Commercial and Educational Architecture
The push to convert underutilized urban spaces into functional workspaces was evident in Fieldwork's design of 65 Dover Street in Cremorne, which claimed the Sir Osborn McCutcheon award for commercial architecture. Fieldwork was commended for its “elegant and nuanced” response to the site, which includes a rooftop recreation space with a half-size basketball court.
“65 Dover St sets a new benchmark for commercial architecture of this scale – integrous, gracious and refined,” judges said.
The Henry Bastow award for educational architecture went to Baldasso Cortese's Edmund Rice centre at Emmanuel College in Warrnambool. Clad in Colorbond manor red, the learning hub is organized into three domains – wisdom, communication and discovery – all facing a central courtyard.
Residential Awards Favor Sustainable Refits
In the residential categories, winners were dominated by sustainable refits of heritage structures over traditional “knockdown rebuild” strategies. Robert Simeoni Architects' Palmerston Street house in Carlton took out the heritage award and the John and Phyllis Murphy award for alterations and additions.

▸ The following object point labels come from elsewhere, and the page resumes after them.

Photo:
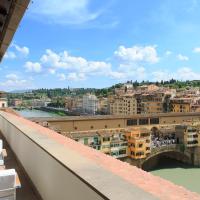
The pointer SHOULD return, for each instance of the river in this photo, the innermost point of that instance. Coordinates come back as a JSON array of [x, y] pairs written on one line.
[[179, 173], [174, 171], [36, 113]]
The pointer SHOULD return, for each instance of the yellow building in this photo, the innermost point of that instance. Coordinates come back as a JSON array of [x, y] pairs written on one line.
[[123, 105], [192, 136], [152, 102], [139, 142], [181, 104]]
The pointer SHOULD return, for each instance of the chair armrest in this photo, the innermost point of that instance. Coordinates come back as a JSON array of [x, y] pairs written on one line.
[[4, 153], [17, 181]]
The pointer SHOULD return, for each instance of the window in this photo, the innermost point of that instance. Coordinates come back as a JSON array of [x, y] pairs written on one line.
[[122, 151], [140, 145], [139, 153], [131, 122], [85, 141], [154, 121], [106, 139], [143, 121], [132, 153]]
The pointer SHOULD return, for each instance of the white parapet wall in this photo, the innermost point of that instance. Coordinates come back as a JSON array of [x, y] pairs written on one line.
[[63, 169]]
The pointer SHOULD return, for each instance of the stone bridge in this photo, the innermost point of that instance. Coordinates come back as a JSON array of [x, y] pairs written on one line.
[[174, 151]]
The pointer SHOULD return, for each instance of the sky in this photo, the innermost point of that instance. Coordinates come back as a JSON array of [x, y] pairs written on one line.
[[97, 43]]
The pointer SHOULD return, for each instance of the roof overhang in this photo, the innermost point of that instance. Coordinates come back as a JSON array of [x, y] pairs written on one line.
[[11, 13]]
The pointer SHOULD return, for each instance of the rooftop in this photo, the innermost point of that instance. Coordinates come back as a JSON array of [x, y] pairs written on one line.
[[27, 191], [48, 157]]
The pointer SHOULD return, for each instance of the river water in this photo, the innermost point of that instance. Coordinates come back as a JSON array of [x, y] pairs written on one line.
[[174, 171], [36, 113], [179, 173]]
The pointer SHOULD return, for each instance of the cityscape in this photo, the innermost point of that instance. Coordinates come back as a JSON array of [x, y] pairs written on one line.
[[77, 123]]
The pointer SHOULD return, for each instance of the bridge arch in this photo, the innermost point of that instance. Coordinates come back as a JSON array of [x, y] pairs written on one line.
[[155, 158]]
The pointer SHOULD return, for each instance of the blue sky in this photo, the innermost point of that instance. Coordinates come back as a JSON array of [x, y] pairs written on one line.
[[96, 43]]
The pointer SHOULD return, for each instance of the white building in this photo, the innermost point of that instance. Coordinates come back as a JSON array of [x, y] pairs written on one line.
[[3, 103], [90, 103], [3, 100]]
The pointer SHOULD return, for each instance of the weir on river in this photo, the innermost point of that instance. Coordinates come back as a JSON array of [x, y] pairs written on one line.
[[172, 170]]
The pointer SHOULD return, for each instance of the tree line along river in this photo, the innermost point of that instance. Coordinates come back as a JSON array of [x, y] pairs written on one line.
[[174, 171]]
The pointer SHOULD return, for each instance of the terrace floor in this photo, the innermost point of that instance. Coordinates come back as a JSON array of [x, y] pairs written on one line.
[[26, 192]]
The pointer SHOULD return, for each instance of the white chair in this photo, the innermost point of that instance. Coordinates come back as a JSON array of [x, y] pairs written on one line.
[[7, 184], [1, 153], [1, 146]]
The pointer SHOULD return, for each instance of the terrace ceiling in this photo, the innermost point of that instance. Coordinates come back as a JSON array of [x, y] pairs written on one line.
[[11, 13]]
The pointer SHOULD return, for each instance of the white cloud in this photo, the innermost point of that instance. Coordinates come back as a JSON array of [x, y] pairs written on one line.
[[196, 50], [168, 53], [186, 73], [13, 81], [33, 67], [65, 61], [10, 55], [71, 77], [76, 68], [64, 11], [24, 51], [135, 54], [161, 75], [62, 77], [17, 51], [76, 76], [182, 57]]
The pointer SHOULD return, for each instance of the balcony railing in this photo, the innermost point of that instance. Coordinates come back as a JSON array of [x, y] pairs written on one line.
[[61, 168]]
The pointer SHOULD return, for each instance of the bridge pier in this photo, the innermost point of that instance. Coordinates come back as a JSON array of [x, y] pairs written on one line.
[[189, 156]]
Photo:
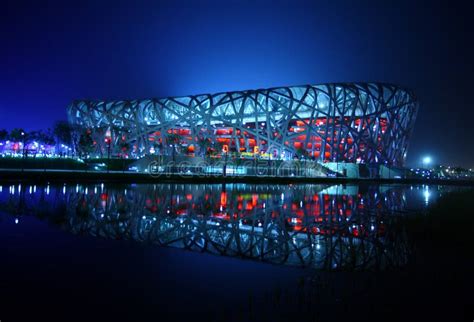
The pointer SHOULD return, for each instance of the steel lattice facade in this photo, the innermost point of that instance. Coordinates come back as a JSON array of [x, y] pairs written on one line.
[[341, 122]]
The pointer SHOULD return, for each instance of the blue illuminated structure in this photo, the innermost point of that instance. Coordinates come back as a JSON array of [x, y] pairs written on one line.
[[340, 122]]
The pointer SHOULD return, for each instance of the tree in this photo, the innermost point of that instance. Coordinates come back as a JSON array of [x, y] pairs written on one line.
[[62, 131], [86, 143], [3, 135], [16, 135]]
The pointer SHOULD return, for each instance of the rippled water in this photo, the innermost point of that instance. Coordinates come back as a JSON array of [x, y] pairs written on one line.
[[182, 251], [318, 226]]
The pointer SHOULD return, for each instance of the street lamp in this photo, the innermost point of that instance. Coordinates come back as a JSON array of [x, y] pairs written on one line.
[[108, 140], [426, 161]]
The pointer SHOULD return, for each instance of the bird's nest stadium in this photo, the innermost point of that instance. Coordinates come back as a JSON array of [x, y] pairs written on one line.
[[339, 122]]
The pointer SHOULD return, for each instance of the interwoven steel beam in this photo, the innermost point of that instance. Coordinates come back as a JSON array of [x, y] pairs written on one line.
[[346, 122]]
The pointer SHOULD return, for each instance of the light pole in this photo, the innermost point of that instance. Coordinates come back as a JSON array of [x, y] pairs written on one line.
[[108, 140], [426, 162], [23, 157]]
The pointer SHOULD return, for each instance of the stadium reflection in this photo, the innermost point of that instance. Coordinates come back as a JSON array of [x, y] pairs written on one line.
[[319, 226]]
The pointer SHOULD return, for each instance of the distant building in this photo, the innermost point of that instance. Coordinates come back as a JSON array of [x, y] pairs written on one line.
[[342, 122]]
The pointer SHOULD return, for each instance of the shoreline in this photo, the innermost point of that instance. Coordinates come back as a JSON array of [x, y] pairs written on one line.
[[79, 176]]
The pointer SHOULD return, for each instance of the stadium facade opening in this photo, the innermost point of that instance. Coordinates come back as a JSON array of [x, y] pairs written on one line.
[[340, 122]]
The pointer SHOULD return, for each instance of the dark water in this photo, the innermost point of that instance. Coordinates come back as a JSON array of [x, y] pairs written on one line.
[[180, 251]]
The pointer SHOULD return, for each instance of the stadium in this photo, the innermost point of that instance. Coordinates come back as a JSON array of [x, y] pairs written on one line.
[[367, 123]]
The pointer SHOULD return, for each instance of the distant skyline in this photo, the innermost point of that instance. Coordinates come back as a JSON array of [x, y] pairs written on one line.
[[56, 51]]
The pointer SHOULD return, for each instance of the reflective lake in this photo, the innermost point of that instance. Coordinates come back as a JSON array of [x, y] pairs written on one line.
[[318, 226], [149, 246]]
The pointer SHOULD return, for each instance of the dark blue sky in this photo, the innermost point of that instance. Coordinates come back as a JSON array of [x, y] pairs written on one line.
[[54, 52]]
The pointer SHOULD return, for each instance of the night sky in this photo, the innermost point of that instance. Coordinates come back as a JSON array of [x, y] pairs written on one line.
[[54, 52]]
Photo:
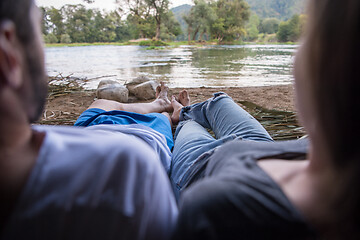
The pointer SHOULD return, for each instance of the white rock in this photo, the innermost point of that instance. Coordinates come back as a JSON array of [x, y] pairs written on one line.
[[112, 90], [137, 81], [145, 91]]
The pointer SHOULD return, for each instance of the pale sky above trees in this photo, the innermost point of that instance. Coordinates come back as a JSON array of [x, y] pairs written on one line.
[[101, 4]]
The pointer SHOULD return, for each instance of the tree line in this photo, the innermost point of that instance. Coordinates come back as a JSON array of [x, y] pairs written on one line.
[[135, 19], [221, 20]]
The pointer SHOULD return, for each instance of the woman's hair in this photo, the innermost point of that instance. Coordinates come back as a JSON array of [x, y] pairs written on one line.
[[332, 58]]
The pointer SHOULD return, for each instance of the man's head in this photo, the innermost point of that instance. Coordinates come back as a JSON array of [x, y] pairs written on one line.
[[21, 55]]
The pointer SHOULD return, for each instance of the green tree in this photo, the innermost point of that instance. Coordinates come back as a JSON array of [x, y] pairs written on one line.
[[200, 19], [78, 23], [171, 27], [160, 9], [65, 38], [138, 16], [50, 38], [252, 28], [291, 29], [269, 25], [231, 18], [56, 22], [45, 21]]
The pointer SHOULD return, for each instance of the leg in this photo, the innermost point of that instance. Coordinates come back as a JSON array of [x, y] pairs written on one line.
[[159, 105], [191, 141], [225, 118]]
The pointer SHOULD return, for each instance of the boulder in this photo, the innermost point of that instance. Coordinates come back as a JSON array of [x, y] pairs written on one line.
[[136, 81], [145, 91], [112, 90]]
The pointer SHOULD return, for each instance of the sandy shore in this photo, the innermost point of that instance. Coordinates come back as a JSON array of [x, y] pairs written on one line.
[[66, 107], [272, 106]]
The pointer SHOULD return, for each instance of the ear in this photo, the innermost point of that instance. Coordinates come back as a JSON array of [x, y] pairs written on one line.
[[10, 57]]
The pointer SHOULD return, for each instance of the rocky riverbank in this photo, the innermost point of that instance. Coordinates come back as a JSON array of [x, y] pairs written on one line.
[[273, 106]]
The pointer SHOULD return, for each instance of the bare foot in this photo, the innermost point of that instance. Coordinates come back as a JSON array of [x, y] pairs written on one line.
[[182, 101], [162, 97], [184, 98]]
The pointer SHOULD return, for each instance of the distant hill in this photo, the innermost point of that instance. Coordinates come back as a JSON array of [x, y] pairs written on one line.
[[280, 9], [179, 12]]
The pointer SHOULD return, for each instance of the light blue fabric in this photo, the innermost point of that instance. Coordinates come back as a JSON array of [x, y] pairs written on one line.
[[193, 143], [101, 182], [156, 121]]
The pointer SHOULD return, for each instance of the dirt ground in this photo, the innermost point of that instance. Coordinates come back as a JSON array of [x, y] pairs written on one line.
[[65, 108]]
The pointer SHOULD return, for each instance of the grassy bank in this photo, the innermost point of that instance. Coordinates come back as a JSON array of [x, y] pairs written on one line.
[[169, 44]]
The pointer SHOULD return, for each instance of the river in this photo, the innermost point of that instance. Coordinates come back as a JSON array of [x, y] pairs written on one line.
[[184, 67]]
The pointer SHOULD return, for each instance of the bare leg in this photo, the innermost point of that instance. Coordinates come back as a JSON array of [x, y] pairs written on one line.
[[159, 105], [177, 104]]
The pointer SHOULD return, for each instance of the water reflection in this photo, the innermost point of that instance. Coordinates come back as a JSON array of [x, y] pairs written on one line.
[[186, 66]]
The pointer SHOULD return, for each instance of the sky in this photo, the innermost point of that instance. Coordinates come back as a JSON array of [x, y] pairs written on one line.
[[101, 4]]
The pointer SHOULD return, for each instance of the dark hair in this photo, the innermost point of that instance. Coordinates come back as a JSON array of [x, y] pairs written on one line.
[[332, 55], [18, 11]]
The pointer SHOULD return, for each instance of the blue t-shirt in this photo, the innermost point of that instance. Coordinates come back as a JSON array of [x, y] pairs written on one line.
[[156, 121]]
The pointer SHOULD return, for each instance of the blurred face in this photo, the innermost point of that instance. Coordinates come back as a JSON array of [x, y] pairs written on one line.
[[35, 78]]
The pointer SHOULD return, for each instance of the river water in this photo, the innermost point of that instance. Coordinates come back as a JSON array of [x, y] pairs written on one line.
[[184, 67]]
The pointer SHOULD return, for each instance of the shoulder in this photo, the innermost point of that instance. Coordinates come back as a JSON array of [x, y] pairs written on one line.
[[103, 183], [215, 209], [237, 200]]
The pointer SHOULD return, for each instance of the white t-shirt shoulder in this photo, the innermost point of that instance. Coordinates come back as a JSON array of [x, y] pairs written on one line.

The architects' design was admired for its restrained reimagining of a former 1870s hotel, while negotiating rising construction costs and material shortages.
“It works directly, honestly and poetically within these limitations to find a spatial and material language that delights in its own economy,” the judges said.
For new builds, the Harold Desbrowe Annear award went to Edition Offices' “House in a Garden,” a striking elevated timber form nestled into the canopy of the Birrarung flood plain, offering “a cinematic sense of immersion within a highly choreographed landscape.”